Omnicare will settle with DOJ in Depakote kickback cases

McCormack
McCormack

Omnicare has announced it will settle with the Department of Justice in two federal suits accusing the pharmacy giant of taking kickbacks from Abbott Laboratories.

Omnicare and the DOJ filed a joint motion on Tuesday to stay two False Claims Act suits filed by sales representatives that allege Omnicare accepted millions of dollars kickbacks from Abbott in exchange for promoting the use of seizure drug Depakote in nursing homes.

The suits claim Omnicare received kickbacks in the form of drug rebates, Abbott-funded meetings in Florida and sports tickets between 1998 and 2008. The kickbacks allegedly led to a spike in Depakote claims to Medicare and Medicaid, from less than $3 million in 1998 to $92 million in 2008.

The DOJ intervened in the FCA suits in December 2014, saying the kickbacks put vulnerable residents at risk for unnecessary drugs. Abbott was dismissed from the claims in 2012 after pleading guilty to drug misbranding, and agreeing to a $1.6 billion settlement.

While the Omnicare settlement is a positive sign that the DOJ takes kickback cases seriously, said Tim McCormack, a whistleblower attorney at Constantine Cannon in Washington, D.C., he added that the case should be a “big red warning flag” for long-term care providers.

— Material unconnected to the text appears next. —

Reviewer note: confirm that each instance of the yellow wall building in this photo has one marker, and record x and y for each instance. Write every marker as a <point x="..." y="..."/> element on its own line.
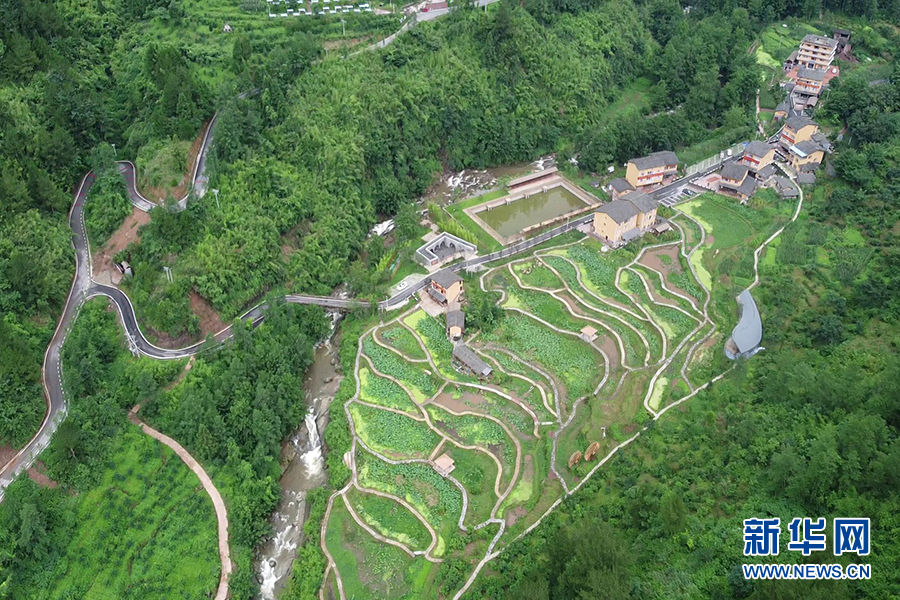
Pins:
<point x="651" y="170"/>
<point x="623" y="220"/>
<point x="796" y="130"/>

“Administrators should be asking hard questions about any financial incentives the pharmacist or their employer may have to promote one drug over another,” McCormack told McKnight's on Tuesday. “Depending on the long-term care facility's financial and operational relationship with the outside pharmacy, there is some risk that the facility could be exposed to liability under the False Claims Act for violations of the Anti-kickback statute by the pharmacy or its pharmacists.”

Aside from the risk of False Claims Act violations, McCormack said kickbacks carry the potential for serious patient harm if consulting pharmacists make drug decisions based on financial incentive, rather than what is best for the patient.